Will the visible light be transmitted or absorbed by $\text{CdSb}$ material.

Answer to Problem 41AAP

The visible light will be transmitted by $\text{CdSb}$ material.

Explanation of Solution

Write the equation to calculate the wavelength of the radiation $\left(\lambda \right)$.

 $\lambda =\frac{hc}{E_g}$                                                                                                                   (I)
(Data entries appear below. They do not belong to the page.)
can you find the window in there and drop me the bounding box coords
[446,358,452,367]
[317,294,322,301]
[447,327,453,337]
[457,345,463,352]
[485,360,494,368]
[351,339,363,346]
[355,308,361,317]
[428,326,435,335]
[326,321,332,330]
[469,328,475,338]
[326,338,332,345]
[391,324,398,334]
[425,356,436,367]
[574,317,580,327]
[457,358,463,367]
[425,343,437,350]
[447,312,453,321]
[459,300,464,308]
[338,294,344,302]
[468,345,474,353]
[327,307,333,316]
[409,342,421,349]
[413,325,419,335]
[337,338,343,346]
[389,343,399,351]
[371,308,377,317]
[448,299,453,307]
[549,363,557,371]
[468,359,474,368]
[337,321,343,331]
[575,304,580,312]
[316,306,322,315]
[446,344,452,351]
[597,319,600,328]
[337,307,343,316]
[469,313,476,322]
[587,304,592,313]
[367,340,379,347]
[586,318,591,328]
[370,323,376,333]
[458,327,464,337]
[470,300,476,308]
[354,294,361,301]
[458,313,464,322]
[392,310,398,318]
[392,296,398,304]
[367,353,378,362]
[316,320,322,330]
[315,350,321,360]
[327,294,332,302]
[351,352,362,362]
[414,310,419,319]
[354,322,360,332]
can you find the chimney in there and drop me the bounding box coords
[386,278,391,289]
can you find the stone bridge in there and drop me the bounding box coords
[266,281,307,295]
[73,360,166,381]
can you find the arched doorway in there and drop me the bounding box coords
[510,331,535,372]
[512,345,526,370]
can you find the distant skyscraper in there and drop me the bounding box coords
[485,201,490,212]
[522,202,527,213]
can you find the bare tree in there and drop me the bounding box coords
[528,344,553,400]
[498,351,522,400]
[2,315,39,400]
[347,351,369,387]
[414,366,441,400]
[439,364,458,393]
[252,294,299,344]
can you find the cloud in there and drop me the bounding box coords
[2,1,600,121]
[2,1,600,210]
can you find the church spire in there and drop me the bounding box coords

Here, energy band gap of the material is $E_g$, Planck's constant is $h$ and speed of light is c.

Conclusion:

When the critical wavelength of a material is greater than the light wavelength of $500\text{nm}$, then the material will absorb the light wave. Similarly, when the critical wavelength of the material is smaller than the light wavelength of $500\text{nm}$, then the material will transmit the light wave.

The values of Planck constant and speed of light are $6.63\times {10}^{-34}\text{J}\cdot \text{s}$ and $3\times {10}^8\text{m}/\text{s}$ respectively.
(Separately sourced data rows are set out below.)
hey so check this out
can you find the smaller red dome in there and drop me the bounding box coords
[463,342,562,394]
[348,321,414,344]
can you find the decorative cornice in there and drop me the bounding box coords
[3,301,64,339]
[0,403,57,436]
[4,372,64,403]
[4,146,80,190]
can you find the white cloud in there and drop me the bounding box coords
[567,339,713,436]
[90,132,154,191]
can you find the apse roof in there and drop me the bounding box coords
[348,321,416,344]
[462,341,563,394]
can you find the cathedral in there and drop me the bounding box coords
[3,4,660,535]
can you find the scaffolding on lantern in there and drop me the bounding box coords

Refer Table 14.6, "Electrical properties of intrinsic semiconducting compounds at room temperature", select the energy band gap of the $\text{CdSb}$ material.

  $E_g=2.59\text{eV}$

Substitute $2.59\text{eV}$ for $E_g$, $6.63\times {10}^{-34}\text{J}\cdot \text{s}$ for $h$ and $3\times {10}^8\text{m}/\text{s}$ for c in Equation (I).
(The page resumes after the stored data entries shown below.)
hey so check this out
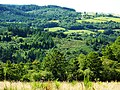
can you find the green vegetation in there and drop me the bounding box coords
[98,29,104,33]
[45,27,65,32]
[0,4,120,83]
[64,30,95,34]
[76,19,106,23]
[77,17,120,23]
[48,20,59,23]
[94,17,120,22]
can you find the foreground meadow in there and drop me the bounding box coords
[0,81,120,90]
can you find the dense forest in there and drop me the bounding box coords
[0,4,120,82]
 $\begin{array}{c}\lambda =\frac{\left(6.63\times {10}^{-34}\text{J}\cdot \text{s}\right)\left(3\times {10}^8\text{m}/\text{s}\right)}{2.59\text{eV}}\\ =\frac{\left(6.63\times {10}^{-34}\text{J}\cdot \text{s}\right)\left(3\times {10}^8\text{m}/\text{s}\right)}{\left(2.59\text{eV}\times \frac{1.602\times {10}^{-19}\text{J}}{1\text{eV}}\right)}\\ =4.792\times {10}^{-7}\text{m}\\ =479.2\text{nm}\le 500\text{nm}\end{array}$

Thus, the visible light will be transmitted by $\text{CdSb}$ material.

(b)

To determine

Will the visible light be transmitted or absorbed by $\text{ZnSe}$ material.

Answer to Problem 41AAP

The visible light will be transmitted by $\text{ZnSe}$ material.

Explanation of Solution

Conclusion:

Refer Table 14.6, "Electrical properties of intrinsic semiconducting compounds at room temperature", select the energy band gap of the $\text{ZnSe}$ material.

  $E_g=2.67\text{eV}$

Substitute $2.67\text{eV}$ for $E_g$, $6.63\times {10}^{-34}\text{J}\cdot \text{s}$ for $h$ and $3\times {10}^8\text{m}/\text{s}$ for c in Equation (I).

 $\begin{array}{c}\lambda =\frac{\left(6.63\times {10}^{-34}\text{J}\cdot \text{s}\right)\left(3\times {10}^8\text{m}/\text{s}\right)}{2.67\text{eV}}\\ =\frac{\left(6.63\times {10}^{-34}\text{J}\cdot \text{s}\right)\left(3\times {10}^8\text{m}/\text{s}\right)}{\left(2.67\text{eV}\times \frac{1.602\times {10}^{-19}\text{J}}{1\text{eV}}\right)}\\ =4.649\times {10}^{-6}\text{m}\\ =464.9\text{nm}\le 500\text{nm}\end{array}$

Thus, the visible light will be transmitted by $\text{ZnSe}$ material.

(c)

To determine

Will the visible light be transmitted or absorbed by diamond material.

Answer to Problem 41AAP

The visible light will be transmitted by diamond material.

Explanation of Solution

Conclusion:

Substitute $5.40\text{eV}$ for $E_g$, $6.63\times {10}^{-34}\text{J}\cdot \text{s}$ for $h$ and $3\times {10}^8\text{m}/\text{s}$ for c in Equation (I).

 $\begin{array}{c}\lambda =\frac{\left(6.63\times {10}^{-34}\text{J}\cdot \text{s}\right)\left(3\times {10}^8\text{m}/\text{s}\right)}{5.40\text{eV}}\\ =\frac{\left(6.63\times {10}^{-34}\text{J}\cdot \text{s}\right)\left(3\times {10}^8\text{m}/\text{s}\right)}{\left(5.40\text{eV}\times \frac{1.602\times {10}^{-19}\text{J}}{1\text{eV}}\right)}\\ =2.299\times {10}^{-7}\text{m}\\ =229.9\text{nm}\le 500\text{nm}\end{array}$

Thus, the visible light will be transmitted by diamond material.